Here at Eritas Daily, we strive to hold ourselves to a high level of integrity. In the world of journalism, it is increasingly hard to discern between reputable sources and the president’s office. In our efforts to maintain a certain standard of accountability, each week we will make corrections to posts after more information comes to light.
Prior to the writing of Monday’s post on “Woke” POTUS banning white males from the U.S., the author was not aware that he is, in fact, a white male. After a faithful reader drew his attention to this fact, he reconsidered the post, his life, and healthy Internet discourse. He is grateful to the reader.
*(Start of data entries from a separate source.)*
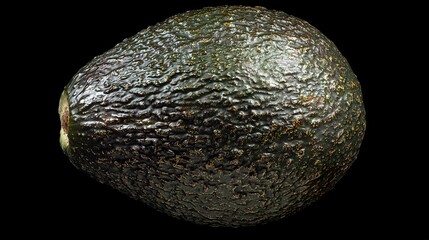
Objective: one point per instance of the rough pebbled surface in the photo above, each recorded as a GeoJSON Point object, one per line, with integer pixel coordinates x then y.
{"type": "Point", "coordinates": [227, 116]}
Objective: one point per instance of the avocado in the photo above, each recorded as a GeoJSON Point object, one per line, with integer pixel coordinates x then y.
{"type": "Point", "coordinates": [224, 116]}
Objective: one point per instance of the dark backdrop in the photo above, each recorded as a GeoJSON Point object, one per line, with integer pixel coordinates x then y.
{"type": "Point", "coordinates": [370, 199]}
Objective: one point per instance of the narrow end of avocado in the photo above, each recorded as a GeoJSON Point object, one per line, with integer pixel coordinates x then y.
{"type": "Point", "coordinates": [63, 111]}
In Monday’s post on “Woke” POTUS, the author mistakenly and briefly thought activist Shaun King’s last name was White, but Shaun White is the international redheaded phenom and part-time snowboarder. The author does not know how Shaun White feels about topical political issues.
In Monday’s post on “Woke” POTUS, the author mistakenly excluded the Bowling Green Massacre from the list of shootings in America. The author feels stupid, and should quit his high level position within this blog.
There were no inaccuracies in Tuesday’s post on missing persons. All persons are still considered missing.
In Wednesday’s post on POTUS’s love of game-based instructional executive orders, the author inaccurately cited that Trump is a fan of board games. The actual comment was that Trump is a fan of the idea of board games, but has never known where to buy one. The store where he sends his servants to get his hair loss product? Possibly on an end-cap, or at the register? Sources will stay close to the situation as POTUS works to figure out where regular, everyday items are sold.
There were no inaccuracies in Thursday’s post on ghosts. They are real and you are one. Call the ones you love the most, Scoobert.
In Friday’s post on the moon being revealed to be a literal hot dog, the author failed to mention his business interests in Oscar-Meyer, who claim no ties to the moon incident. However, employees at Oscar-Meyer have lately been seen on the roof of their corporate office at exactly 9:34 a.m., heads tilted toward the moon’s position on the other side of Earth, chanting lines of poetry from Neil Armstrong’s One Small Rhyme for the End of Days, O Moon Above, We Praise the Hell You Raise: Lyric Poems and Other Outer Space Notes from the Margins of Time.
The editors at Eritas Daily regret the mistakes, and have made their peace with their various moon gods.